The idea behind it is that it provides primitives for building systems that are designed around immutable events, journals, indexing, etc. Hence the current positioning. We thought it would be useful to be targeting fairly narrowly early on.
Either way, we will definitely need to expand on that in our materials
Any thoughts on whether this could be used to implement a Q/kdb+ like computation system? Seems like PumpkinScript could be extended with a library of computational array primitives. (https://news.ycombinator.com/item?id=13481824)
That being said, it'd be great to be able to read how the "actor" system is implemented. The documentation alludes to actors and pub/sub channels. Not sure I can help much at this time, but will keep an eye on it to see!
Clearly, they are smart, but bad copywriters :)
Please write better docs.
Bookmarked until then.
Not often that you see MUMPS referenced on HN, by the way. It's one of those oddly productive niche languages that are (as far as I know) alive and well, but rarely encountered except if you work in that niche, e.g. finance or healthcare.
I've been following MUMPS and using it for some ideas for some time and that's how some of their ideas became inspirations for PumpkinDB. As quirky M is, MUMPS was indeed oddly productive and I wanted to piggyback on that.
Especially for open source projects how do you suggest you onboard people to get this thing progressed?
The voting mechanism helps us determine whether it is interesting anyway.

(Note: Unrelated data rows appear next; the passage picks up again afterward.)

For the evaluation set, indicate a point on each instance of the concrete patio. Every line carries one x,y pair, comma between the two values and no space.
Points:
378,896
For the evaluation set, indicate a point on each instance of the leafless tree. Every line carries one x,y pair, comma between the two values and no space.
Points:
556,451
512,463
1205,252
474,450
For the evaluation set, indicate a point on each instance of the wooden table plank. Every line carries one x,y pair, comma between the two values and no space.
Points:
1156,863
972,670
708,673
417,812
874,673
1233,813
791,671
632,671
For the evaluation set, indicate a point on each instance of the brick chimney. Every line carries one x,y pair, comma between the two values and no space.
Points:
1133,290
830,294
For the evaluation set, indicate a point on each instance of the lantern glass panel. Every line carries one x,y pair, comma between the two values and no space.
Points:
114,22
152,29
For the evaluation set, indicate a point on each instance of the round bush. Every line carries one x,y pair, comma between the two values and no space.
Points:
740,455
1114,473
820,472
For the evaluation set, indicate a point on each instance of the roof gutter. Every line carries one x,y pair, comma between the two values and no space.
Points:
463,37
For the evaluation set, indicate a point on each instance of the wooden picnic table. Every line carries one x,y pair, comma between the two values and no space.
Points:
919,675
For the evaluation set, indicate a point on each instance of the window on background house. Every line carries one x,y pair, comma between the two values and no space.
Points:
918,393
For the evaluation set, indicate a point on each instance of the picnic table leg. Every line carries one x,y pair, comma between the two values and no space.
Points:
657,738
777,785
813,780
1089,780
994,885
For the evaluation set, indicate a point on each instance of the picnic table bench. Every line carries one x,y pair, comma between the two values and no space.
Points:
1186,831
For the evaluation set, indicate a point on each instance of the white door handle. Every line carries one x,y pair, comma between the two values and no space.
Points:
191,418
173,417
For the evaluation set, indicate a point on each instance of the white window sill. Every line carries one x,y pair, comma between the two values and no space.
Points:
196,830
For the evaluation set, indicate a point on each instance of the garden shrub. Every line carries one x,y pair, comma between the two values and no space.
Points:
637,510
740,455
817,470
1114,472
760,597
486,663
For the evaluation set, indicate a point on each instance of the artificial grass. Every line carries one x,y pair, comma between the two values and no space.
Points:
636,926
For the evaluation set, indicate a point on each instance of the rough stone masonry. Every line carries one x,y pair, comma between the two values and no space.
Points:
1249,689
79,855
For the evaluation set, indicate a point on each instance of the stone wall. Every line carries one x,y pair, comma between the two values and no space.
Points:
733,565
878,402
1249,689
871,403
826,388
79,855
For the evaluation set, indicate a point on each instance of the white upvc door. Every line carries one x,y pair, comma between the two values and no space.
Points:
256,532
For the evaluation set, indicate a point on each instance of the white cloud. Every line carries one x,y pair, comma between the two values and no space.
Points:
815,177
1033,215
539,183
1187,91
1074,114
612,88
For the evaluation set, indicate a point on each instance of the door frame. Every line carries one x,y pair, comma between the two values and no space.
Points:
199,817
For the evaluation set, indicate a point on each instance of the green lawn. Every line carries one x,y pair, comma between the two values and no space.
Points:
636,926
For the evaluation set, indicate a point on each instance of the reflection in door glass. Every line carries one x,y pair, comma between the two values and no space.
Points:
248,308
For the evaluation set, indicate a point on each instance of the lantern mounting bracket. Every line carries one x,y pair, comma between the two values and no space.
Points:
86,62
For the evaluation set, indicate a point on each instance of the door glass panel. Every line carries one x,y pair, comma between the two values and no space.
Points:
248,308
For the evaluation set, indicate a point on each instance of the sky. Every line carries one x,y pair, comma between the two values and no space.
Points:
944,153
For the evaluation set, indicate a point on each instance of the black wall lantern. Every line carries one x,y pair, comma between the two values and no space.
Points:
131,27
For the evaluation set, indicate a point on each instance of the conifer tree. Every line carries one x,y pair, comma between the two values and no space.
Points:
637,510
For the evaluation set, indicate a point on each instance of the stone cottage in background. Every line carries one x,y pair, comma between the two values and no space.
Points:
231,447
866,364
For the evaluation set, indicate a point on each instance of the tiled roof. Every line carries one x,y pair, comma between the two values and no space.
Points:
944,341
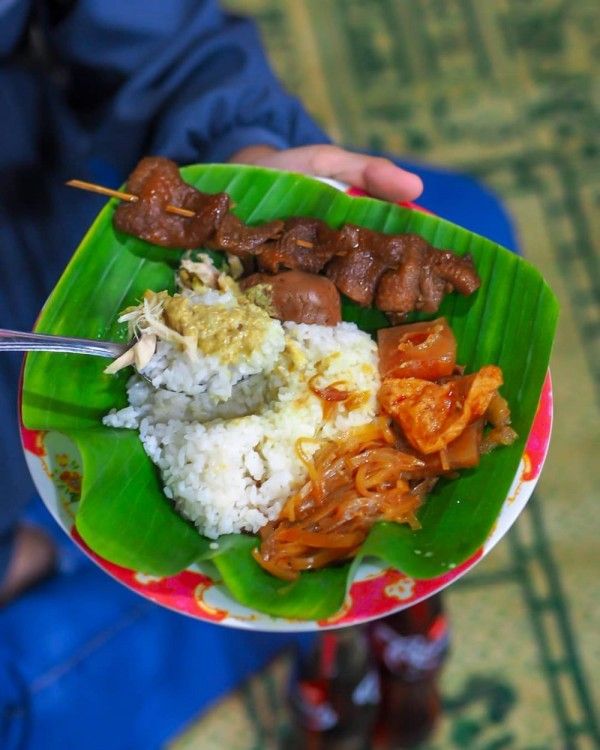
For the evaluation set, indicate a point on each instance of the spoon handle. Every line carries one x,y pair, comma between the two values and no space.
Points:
19,341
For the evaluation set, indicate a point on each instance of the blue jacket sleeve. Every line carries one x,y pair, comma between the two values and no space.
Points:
179,78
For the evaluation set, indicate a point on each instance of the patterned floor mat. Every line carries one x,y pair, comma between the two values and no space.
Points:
506,91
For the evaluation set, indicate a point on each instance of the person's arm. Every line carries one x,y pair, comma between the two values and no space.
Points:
378,176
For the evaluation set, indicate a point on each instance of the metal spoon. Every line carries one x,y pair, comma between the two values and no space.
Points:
19,341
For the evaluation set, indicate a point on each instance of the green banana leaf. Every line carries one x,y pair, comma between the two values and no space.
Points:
123,514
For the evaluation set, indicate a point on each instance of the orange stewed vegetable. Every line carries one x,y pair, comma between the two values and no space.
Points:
432,415
354,481
419,350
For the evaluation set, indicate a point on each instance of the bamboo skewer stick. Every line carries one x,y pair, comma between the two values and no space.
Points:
121,195
129,197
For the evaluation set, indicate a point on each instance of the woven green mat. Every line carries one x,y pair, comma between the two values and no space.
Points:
504,90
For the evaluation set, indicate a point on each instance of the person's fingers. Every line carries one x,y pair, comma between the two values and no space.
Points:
378,176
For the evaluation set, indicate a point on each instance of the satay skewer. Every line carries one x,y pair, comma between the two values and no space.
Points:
121,195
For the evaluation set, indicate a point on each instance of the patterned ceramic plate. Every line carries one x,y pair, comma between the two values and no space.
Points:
375,591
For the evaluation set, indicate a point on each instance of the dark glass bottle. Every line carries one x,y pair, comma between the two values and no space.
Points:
335,693
410,647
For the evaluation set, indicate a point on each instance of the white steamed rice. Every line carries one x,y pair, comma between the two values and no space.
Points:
227,455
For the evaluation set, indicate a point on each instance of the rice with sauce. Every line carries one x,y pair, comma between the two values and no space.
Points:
227,455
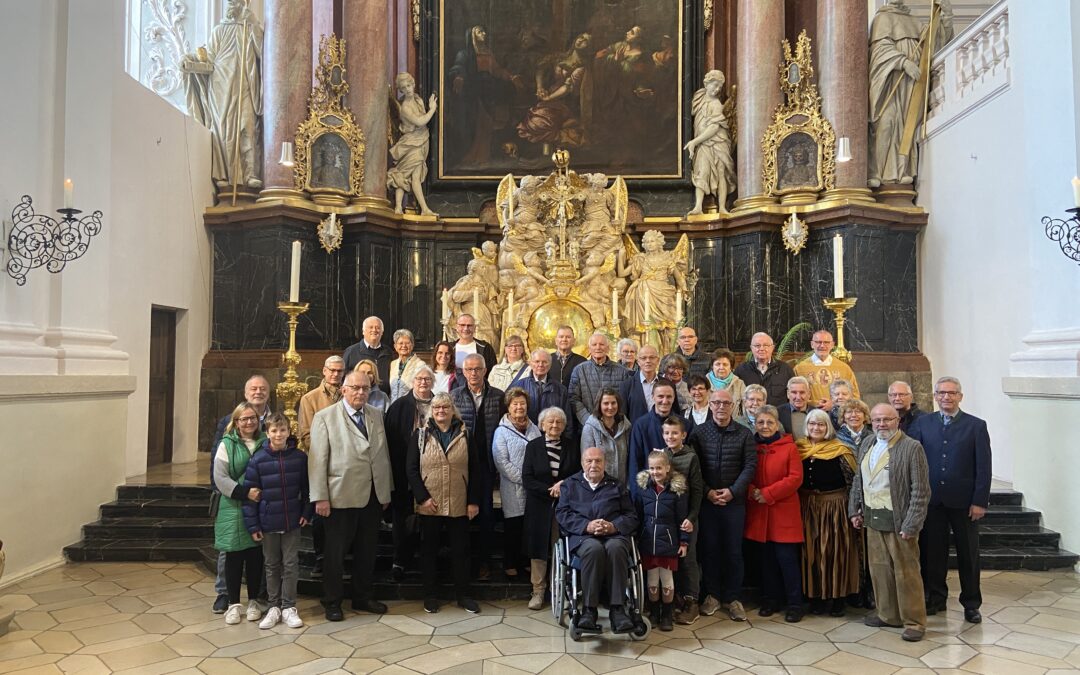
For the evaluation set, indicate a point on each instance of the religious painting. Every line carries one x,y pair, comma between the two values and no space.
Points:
520,79
797,163
329,162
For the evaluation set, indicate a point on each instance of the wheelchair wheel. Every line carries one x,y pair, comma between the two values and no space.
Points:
557,584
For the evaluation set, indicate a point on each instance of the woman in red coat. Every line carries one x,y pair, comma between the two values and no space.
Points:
773,517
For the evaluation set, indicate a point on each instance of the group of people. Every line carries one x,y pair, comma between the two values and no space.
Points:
691,454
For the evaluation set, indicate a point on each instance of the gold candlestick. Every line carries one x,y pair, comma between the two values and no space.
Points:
291,389
839,307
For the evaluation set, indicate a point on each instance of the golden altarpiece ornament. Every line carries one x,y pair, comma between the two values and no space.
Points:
799,147
329,147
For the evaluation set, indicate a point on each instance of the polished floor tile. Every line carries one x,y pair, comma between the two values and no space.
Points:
154,618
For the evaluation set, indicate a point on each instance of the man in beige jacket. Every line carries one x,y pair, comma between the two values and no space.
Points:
351,481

Show HN is for something you've made that other people can play with. HN users can try it out, give you feedback, and ask questions in the thread.

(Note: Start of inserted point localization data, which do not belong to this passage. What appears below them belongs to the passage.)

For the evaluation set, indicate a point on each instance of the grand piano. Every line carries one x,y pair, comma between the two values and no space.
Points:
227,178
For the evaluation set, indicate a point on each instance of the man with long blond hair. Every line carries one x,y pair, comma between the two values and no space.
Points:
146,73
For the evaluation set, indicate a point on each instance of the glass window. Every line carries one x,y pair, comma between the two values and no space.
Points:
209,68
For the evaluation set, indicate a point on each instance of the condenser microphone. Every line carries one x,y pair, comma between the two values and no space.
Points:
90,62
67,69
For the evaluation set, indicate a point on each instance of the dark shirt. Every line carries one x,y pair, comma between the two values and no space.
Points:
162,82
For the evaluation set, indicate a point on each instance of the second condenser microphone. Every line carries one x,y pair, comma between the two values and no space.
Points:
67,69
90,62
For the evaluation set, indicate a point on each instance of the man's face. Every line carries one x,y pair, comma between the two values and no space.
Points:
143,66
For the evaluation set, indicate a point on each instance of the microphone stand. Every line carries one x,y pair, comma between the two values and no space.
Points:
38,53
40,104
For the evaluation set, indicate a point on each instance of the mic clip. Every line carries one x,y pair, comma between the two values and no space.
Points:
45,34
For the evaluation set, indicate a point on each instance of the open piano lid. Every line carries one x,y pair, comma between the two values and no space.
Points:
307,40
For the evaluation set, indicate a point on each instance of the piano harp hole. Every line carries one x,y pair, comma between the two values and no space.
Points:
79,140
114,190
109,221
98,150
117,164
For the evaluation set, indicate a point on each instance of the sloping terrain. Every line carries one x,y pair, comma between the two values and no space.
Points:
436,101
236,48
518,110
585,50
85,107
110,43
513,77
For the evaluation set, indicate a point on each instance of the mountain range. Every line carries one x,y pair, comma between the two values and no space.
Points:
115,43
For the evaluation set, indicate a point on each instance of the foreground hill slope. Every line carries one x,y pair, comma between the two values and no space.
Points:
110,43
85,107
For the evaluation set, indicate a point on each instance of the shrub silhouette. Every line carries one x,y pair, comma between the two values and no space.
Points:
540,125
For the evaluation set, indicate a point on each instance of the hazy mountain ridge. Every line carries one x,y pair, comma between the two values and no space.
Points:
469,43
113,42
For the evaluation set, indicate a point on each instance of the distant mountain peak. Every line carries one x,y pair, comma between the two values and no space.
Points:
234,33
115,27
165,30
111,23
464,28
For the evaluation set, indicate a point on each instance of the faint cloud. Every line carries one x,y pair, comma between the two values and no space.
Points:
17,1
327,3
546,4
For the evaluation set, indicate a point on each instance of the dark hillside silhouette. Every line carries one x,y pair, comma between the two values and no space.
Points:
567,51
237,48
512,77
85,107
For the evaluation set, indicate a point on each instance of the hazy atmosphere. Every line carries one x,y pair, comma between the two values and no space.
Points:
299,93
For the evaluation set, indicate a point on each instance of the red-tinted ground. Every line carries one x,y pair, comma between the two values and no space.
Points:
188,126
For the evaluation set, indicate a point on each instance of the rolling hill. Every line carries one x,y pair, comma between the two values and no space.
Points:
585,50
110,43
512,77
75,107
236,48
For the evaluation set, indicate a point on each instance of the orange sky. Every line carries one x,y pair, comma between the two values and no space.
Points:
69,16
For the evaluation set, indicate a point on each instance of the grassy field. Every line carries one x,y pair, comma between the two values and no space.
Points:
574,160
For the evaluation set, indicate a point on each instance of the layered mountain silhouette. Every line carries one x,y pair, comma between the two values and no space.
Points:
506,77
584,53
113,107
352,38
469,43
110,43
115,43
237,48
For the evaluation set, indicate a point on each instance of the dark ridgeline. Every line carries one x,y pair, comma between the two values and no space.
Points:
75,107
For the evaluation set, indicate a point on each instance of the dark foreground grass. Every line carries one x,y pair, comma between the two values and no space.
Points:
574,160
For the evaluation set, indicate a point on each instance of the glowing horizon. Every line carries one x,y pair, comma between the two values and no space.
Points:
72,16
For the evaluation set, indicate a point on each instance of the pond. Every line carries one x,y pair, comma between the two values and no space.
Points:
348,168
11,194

One question - what is the storage layout like? Do you have plans to support efficient range queries at all?
As for the layout -- everything is built around btree k/v, and the original idea behind PumpkinDB is to give primitives that are useful in building databases, indices in particular. The expectation is that, over time, we will grow our library to have more sophisticated primitives, including ready-made indices of different kind.
Does this help?
Being a constructor it's also a great tool for building applications with a better control over querying mechanics (since everything is actually described in PumpkinScript)
- Do what-if analysis. Change the price of oil at some point in history and see how your financials would have played out from that point forward.

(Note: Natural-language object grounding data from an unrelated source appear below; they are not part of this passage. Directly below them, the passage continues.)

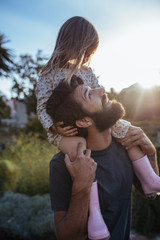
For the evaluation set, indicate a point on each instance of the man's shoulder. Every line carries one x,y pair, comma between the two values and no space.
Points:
57,159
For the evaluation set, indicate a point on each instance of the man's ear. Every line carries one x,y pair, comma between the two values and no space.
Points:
84,123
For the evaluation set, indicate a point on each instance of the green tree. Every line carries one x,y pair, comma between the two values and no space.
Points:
4,109
5,57
25,76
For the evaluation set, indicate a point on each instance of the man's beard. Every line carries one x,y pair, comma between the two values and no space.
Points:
107,117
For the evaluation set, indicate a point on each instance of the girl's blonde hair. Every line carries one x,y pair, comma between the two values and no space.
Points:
75,36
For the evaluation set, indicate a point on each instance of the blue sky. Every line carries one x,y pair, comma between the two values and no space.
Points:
129,33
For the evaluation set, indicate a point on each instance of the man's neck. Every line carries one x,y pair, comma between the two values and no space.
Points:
98,140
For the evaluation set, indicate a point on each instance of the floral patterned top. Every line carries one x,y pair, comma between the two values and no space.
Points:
44,89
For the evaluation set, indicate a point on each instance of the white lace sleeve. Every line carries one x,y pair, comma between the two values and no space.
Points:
120,129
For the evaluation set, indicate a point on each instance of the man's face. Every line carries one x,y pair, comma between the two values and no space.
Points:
96,104
92,100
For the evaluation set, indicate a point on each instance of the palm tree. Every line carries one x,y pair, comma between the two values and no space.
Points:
5,57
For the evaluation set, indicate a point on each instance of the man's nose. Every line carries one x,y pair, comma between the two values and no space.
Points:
101,91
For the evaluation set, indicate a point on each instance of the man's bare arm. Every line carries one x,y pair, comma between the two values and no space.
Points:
72,224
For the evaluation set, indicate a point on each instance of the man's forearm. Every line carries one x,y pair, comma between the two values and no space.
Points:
73,225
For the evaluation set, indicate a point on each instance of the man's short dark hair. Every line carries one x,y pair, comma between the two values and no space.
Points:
61,105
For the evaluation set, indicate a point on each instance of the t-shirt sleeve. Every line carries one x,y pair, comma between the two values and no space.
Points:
60,184
43,91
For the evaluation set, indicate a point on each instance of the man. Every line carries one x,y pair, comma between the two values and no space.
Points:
70,182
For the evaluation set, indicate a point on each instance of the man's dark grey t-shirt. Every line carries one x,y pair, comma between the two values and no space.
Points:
114,176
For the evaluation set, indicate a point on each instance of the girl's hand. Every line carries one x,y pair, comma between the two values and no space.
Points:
65,131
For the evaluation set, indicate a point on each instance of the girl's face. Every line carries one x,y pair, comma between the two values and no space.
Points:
89,52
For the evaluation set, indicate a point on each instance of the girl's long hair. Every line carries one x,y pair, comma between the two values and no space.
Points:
75,36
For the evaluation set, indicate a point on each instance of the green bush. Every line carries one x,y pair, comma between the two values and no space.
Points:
145,212
9,174
32,156
25,217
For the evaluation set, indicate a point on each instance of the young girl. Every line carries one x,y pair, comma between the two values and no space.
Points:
76,42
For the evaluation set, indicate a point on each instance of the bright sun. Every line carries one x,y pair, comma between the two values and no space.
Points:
129,57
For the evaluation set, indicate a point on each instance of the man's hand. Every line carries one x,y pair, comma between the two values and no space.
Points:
82,169
64,131
136,137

- Fork your database and have two live copies acting on different data or rules for a live comparison...without all the plumbing overhead. Perhaps having one set work with a fiscal year that is calendar year, and another with a different fiscal boundary.
Isn't the disk space needed for these schemes enormous?
* Removing very old data is a reasonable hedge for user privacy.
* Sometimes confidential data makes its way into the data set and needs to be removed.
* Old event data is often not useful but can impact performance or cost just the same. For example, one needs to allocate an EBS volume on AWS volume with a certain level of performance; but the cost of that is `IOPs * GBs`, not `IOPs * useful GBs`.
* Replicating and backing up the dataset takes longer and longer as the application grows.
Our plan in PumpkinDB is to add key value association retirement, subject to defined retirement policies.
I'm doing a thesis in Classification Trees, doing R and hoping to do the backend of the R package in Rust (it looking to be C++). I'll look through the source code of this to see it's tree implementation. Probably used the rust standard library's implementation of BTree?